A Time to Stockpile Happiness, Love and Joy

It’s April 4rd, 2020. Here in Massachusetts, we are being told to expect COVD-19 cases to peak in about two weeks. I don’t know whether that’s an accurate prediction. Nor do I know what, exactly, we will face when the peak does come. All I know is that, for the moment, we in Massachusetts are not Wuhan, China. We are not Italy. Nor are we New York. Not yet. But we will soon be some version of all of these places. So, I’ve been thinking over the past few days: What is my task in these next couple of weeks, as a human being in this place where I am, for now at least, alive?

            Some days I have been building domino raceways out of colorful wooden dominoes that I mindfully stand upright, one next to the other, in a long trail. It’s good practice at staying present, in the moment. When I’m finished, I lure one of my cats to the end of the line with a piece of kibble so that, as she nibbles, the little blocks tremble and then tumble, tumble, tumble, tumble, until they are all lying, silent, on the floor. They make such a pleasant, even soothing, sound as they knock each other over.  Many minutes’ work. Only a few seconds for them all to tip and fall. Such a joyful few seconds, too! 

            But amidst the lightheartedness, sometimes a thought creeps in: You shouldn’t be doing something so frivolous while so many people are sick and dying, while nurses and doctors are fighting to keep others and themselves alive, while store clerks who can barely live on the wages they earn are packing up groceries for delivery, so that you don’t have to go outside to shop for food.

            When these thoughts sneak in, though, I’ve taken to reminding myself of something: These minutes of domino- and kitty-related joy create a strong, positive energy that fills my heart and lifts my spirits. They increase my stores of happiness and of inner strength. This, in turn, makes it easier for me to get through each day, because I have some reserves of calm and joy to draw on in the midst of the chaos swirling through the world.  

            At other times, I sit in meditation, tracing in my mind the long string of people who made it possible for me to receive three books I ordered last week from my local bookstore, to support them while they are closed: the store employee who read my online order and processed my payment;  another employee who took the books from the shelf and placed them in a box and sealed it up; the mail carrier who picked the box up from the store and took it to the post office; the who-knows-how-many post office employees who passed the box along, until it ended up in the hands of my neighborhood mail carrier, who delivered it to my doorstep on Wednesday. His name is Jeff. Thank you, Jeff. Many thanks to all of you in that chain of humans who made it possible for me to hold these books that will occupy my mind during the coming weeks. I am so grateful to all of you. May you be safe, and healthy, and happy, and free from suffering. When I practice this meditation, I feel a loving connection to each of the people I imagine as part of the delivery chain.  Like setting up the dominoes and smiling as my cat knocks them down, this also adds to my storehouse of nourishing energy. It helps me establish and maintain bonds of affection and well-wishing with those outside my house. More love to draw on.   

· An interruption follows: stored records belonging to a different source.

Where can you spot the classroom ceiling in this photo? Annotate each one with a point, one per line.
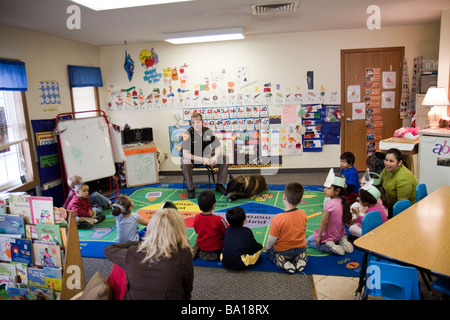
(149, 23)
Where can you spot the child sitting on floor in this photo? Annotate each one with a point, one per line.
(127, 223)
(286, 243)
(369, 196)
(86, 216)
(330, 237)
(210, 228)
(240, 249)
(98, 201)
(351, 175)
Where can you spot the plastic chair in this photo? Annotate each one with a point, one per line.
(210, 174)
(400, 206)
(421, 191)
(392, 281)
(370, 221)
(442, 285)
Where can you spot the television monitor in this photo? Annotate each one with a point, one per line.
(141, 135)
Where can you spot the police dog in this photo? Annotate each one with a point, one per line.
(245, 186)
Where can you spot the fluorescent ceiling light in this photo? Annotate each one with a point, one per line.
(99, 5)
(204, 36)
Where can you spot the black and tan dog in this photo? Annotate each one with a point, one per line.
(245, 186)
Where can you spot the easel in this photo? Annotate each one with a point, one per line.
(73, 277)
(63, 172)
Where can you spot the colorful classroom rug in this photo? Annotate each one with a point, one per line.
(259, 209)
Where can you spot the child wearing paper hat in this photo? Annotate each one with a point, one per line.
(370, 200)
(330, 237)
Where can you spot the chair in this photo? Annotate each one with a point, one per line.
(392, 281)
(210, 174)
(400, 206)
(442, 285)
(421, 191)
(370, 221)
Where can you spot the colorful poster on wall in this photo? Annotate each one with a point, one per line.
(389, 79)
(353, 93)
(312, 121)
(388, 99)
(49, 95)
(149, 60)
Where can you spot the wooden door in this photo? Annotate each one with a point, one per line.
(365, 68)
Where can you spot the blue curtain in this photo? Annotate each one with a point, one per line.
(85, 76)
(13, 76)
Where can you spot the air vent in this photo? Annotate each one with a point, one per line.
(260, 9)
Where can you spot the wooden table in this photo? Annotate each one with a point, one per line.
(418, 237)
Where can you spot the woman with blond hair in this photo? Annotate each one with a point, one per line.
(159, 267)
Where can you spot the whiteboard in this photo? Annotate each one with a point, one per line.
(140, 166)
(86, 148)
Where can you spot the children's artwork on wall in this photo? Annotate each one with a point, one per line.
(150, 60)
(353, 93)
(389, 81)
(49, 95)
(242, 74)
(312, 120)
(388, 99)
(176, 138)
(129, 66)
(331, 126)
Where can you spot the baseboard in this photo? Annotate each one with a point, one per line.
(260, 171)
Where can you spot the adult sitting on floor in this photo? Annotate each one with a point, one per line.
(201, 146)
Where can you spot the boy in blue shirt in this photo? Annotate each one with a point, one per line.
(240, 249)
(351, 175)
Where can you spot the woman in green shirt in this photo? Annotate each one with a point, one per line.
(398, 182)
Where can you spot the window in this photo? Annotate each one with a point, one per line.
(16, 159)
(85, 99)
(84, 82)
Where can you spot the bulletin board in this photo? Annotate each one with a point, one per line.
(141, 165)
(86, 148)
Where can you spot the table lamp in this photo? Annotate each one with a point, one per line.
(435, 98)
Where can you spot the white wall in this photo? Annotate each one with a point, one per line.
(444, 51)
(46, 58)
(280, 59)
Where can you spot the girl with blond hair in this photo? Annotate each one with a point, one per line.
(159, 267)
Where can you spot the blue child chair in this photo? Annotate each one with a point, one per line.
(400, 206)
(442, 285)
(370, 221)
(421, 191)
(392, 281)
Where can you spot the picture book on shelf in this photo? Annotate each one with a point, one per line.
(21, 251)
(5, 283)
(49, 233)
(36, 277)
(19, 204)
(40, 294)
(41, 210)
(12, 224)
(30, 231)
(53, 278)
(60, 216)
(7, 269)
(21, 272)
(17, 293)
(46, 254)
(5, 247)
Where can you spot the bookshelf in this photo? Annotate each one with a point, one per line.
(40, 254)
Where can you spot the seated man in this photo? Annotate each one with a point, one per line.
(201, 146)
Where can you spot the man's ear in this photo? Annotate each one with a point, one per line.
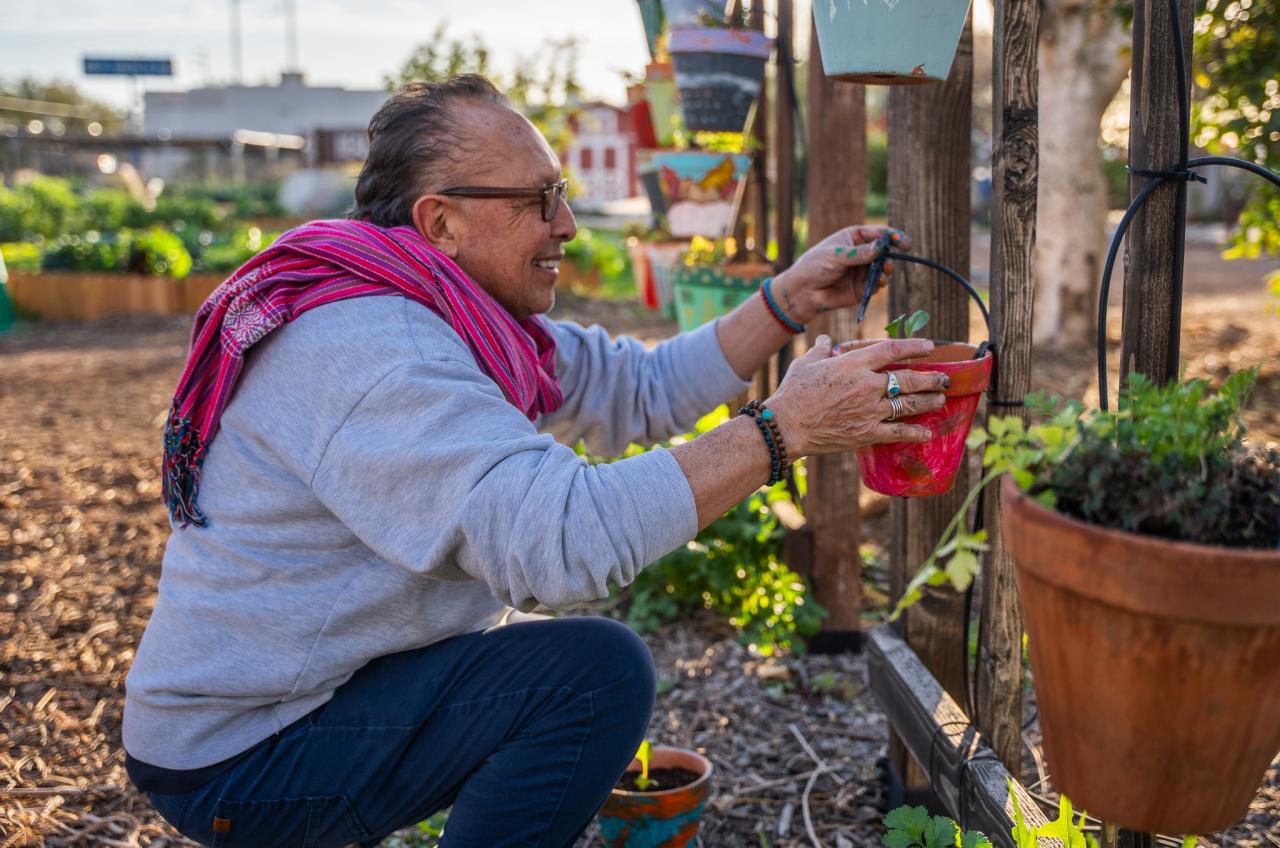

            As I said, I don’t know what the weeks ahead will bring, here in Massachusetts. But it seems likely that many of us – most of us? – will know people who get ill, some very ill, some of whom will die. Some of whom may be us. I can’t know what any of that will feel like until I am invited – no, forced! – to feel it.  But what I’ve been thinking about lately is that I am going to need deep reserves of joy and happiness and peace to get through whatever comes. They give me resilience of a sort that’s different from the kind that I access through determination or sheer force of will. I’ll need both of these types of energies in abundance, if I’m going to be able to not only remain calm myself, but also be the best possible support for those around me.

            So, as I make my way forward now, day by day, I am going to focus on building up my stores of happiness and love and joy, one tiny addition at a time – through meditation, and walks in the woods where the mockingbirds’ songs make me laugh; through heartfelt and lighthearted talks with my friends and family; and, yes, through setting up a couple hundred dominoes, so that I can have the fun of watching my kitty set them all tumbling. I hope that these reserves and my continuing, loving connections with others will enable me to remain upright when the pieces of world around me threaten to tip and fall. And not just me. Of course not just me. May we all be sustained and carried by the love and joy that flow between us. May all beings be safe, and healthy, and happy. May all beings be free from suffering and the causes of suffering.